The day I noticed my thumb was missing began like any other day the summer before I started eighth grade. I spent my days riding my bicycle around town, even though sometimes it was so hot the metal on my handlebars felt like a stove top. I could always taste the dust in my mouth—gritty and weedy like the rabbit brush and cacti that battled the desert sun and heat to survive. My family had little money, and I was often hungry. I didn’t like being hungry. I didn’t like being poor.
Lancaster’s greatest claim to fame was Chuck Yeager breaking the sound barrier at nearby Edwards Air Force Base some twenty years earlier. All day long planes would fly overhead, training pilots and testing aircraft. I wondered what it would be like to be Chuck Yeager flying the Bell X-1 at Mach 1, accomplishing what no human had ever done before. How small and desolate Lancaster must have looked to him from forty five thousand feet up going faster than anyone ever thought possible. It seemed small and desolate to me, and my feet were only a foot above the ground as I pedaled around on my bike.
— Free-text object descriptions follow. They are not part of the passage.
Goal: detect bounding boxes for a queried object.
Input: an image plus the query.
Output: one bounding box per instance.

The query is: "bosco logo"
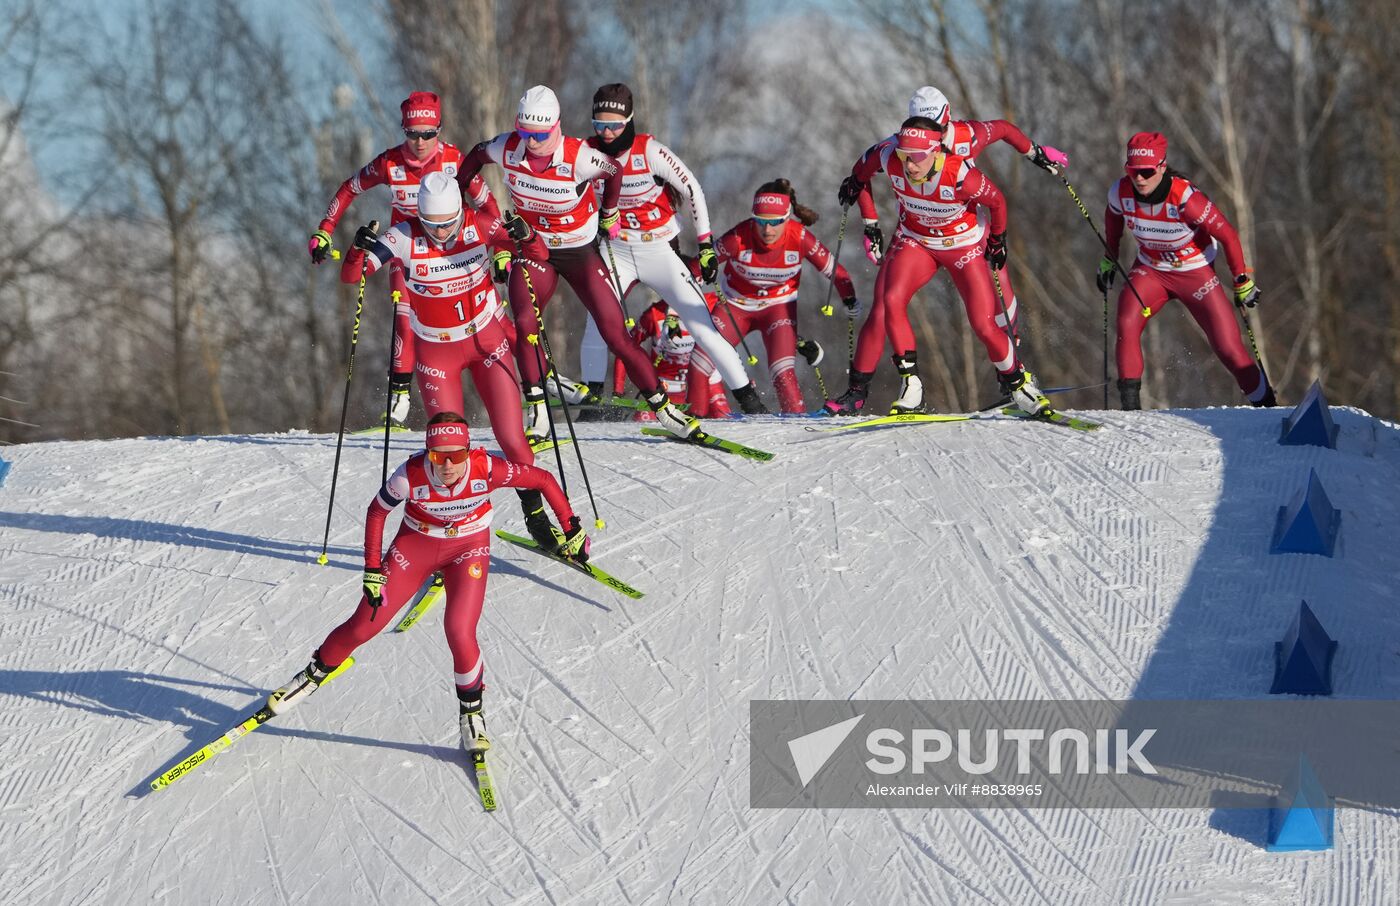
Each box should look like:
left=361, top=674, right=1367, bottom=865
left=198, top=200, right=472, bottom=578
left=953, top=246, right=982, bottom=269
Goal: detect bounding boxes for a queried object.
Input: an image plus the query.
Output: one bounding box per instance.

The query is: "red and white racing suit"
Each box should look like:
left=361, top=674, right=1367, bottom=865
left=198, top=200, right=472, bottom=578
left=316, top=450, right=575, bottom=698
left=709, top=219, right=854, bottom=413
left=1104, top=175, right=1267, bottom=400
left=341, top=209, right=548, bottom=465
left=319, top=141, right=500, bottom=377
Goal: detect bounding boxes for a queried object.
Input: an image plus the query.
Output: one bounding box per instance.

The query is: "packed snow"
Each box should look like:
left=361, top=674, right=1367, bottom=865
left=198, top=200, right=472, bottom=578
left=2, top=405, right=1399, bottom=905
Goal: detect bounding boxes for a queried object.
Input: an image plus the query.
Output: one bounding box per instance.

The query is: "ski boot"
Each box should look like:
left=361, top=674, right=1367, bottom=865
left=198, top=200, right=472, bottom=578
left=822, top=368, right=872, bottom=416
left=268, top=655, right=334, bottom=716
left=458, top=691, right=490, bottom=754
left=999, top=367, right=1051, bottom=416
left=1250, top=379, right=1277, bottom=408
left=796, top=337, right=825, bottom=368
left=733, top=382, right=769, bottom=415
left=1117, top=378, right=1141, bottom=411
left=576, top=381, right=608, bottom=422
left=518, top=489, right=560, bottom=551
left=889, top=353, right=924, bottom=414
left=546, top=370, right=598, bottom=405
left=385, top=373, right=413, bottom=429
left=523, top=384, right=550, bottom=444
left=648, top=389, right=700, bottom=438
I had noticed my thumb missing that morning. I kept a wooden box under my bed that had all my most prized possessions. A small notebook that held my doodles, some secret poetry, and random crazy facts I had learned—like twenty banks are robbed every day in the world, snails can sleep for three years, and it’s illegal to give a monkey a cigarette in Indiana. The box also held a worn copy of Dale Carnegie’s
to Win Friends and Influence People, dog-eared on the pages that listed the six ways to get people to like you. I could recite the six things from memory.
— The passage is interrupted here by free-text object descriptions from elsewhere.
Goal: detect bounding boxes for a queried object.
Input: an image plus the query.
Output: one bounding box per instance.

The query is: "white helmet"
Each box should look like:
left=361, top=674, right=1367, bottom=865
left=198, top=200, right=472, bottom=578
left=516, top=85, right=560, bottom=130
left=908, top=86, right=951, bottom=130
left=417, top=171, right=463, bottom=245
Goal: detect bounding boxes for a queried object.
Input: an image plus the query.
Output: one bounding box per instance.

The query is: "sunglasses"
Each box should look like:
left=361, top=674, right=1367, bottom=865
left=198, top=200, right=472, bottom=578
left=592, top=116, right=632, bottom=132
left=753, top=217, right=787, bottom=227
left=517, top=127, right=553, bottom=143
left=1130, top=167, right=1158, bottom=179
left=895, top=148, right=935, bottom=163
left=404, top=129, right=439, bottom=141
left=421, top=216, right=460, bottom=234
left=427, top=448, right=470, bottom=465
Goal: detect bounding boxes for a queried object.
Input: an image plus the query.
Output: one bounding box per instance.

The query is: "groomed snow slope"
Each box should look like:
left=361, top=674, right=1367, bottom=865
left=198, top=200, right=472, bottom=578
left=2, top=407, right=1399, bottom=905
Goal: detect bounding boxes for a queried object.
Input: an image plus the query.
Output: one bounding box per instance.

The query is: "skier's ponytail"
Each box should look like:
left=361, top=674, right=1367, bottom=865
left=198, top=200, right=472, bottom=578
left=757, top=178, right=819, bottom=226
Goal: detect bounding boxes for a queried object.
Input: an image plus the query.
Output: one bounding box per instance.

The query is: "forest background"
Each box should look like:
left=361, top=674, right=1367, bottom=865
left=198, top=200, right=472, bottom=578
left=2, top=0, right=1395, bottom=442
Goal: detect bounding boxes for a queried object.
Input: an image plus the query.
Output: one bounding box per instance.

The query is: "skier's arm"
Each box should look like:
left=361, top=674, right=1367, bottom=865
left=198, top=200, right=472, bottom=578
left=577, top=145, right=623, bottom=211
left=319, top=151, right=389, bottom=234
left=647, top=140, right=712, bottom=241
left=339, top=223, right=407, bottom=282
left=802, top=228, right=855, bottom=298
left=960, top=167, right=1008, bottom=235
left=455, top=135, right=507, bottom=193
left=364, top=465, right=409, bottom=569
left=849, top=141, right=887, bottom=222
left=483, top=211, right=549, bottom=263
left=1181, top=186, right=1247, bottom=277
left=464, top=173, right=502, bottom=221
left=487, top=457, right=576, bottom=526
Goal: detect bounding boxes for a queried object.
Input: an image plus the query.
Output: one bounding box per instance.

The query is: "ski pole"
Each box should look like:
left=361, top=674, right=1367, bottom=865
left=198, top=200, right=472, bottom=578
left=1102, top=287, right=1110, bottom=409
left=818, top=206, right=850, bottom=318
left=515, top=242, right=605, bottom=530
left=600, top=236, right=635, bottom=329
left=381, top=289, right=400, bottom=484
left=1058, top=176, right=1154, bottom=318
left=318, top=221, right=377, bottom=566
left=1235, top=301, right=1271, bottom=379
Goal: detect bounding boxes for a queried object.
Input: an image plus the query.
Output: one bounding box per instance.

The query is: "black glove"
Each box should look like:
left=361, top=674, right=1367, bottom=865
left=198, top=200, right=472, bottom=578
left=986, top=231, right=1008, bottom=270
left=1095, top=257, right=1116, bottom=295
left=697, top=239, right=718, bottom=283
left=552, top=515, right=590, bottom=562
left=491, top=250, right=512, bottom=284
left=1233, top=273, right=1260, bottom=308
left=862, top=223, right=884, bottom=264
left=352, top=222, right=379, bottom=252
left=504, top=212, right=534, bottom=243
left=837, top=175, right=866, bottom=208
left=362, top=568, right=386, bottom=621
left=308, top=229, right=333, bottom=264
1. Become genuinely interested in other people.
3. Remember that a person’s name is, to that person, the sweetest and most important sound in any language.
4. Be a good listener. Encourage others to talk about themselves.
5. Talk in terms of the other person’s interest.
6. Make the other person feel important—and do it sincerely.
I tried to do all of these things when I talked to anyone, but I always smiled with my mouth closed because when I was younger I had fallen and hit my upper lip on our coffee table, knocking out my front baby tooth. Because of that fall my front tooth grew in crooked and was discolored a dark brown. My parents didn’t have the money to get it fixed. I was embarrassed to smile and show my discolored crooked tooth, so I tried to keep my mouth closed at all times.
Besides the book, my wooden box also had all my magic tricks—a pack of marked cards, some gimmicked coins that I could change from nickels into dimes, and my most prized possession: a plastic thumb tip that could hide a silk scarf or a cigarette. That book and my magic tricks were very important to me—gifts from my father. I had spent hours and hours practicing with that thumb tip. Learning how to hold my hands so it wouldn’t be obvious and how to smoothly stuff the scarf or a cigarette inside it so that it would appear to magically disappear. I was able to fool my friends and our neighbors in the apartment complex. But today the thumb was missing.
Gone. Vanished. And I wasn’t too happy about it.
My brother, as usual, wasn’t home, but I figured maybe he had taken it or at least might know where it was. I didn’t know where he went every day, but I decided to get on my bike and go looking for him. That thumb tip was my most prized possession. Without it I was nothing. I needed my thumb back.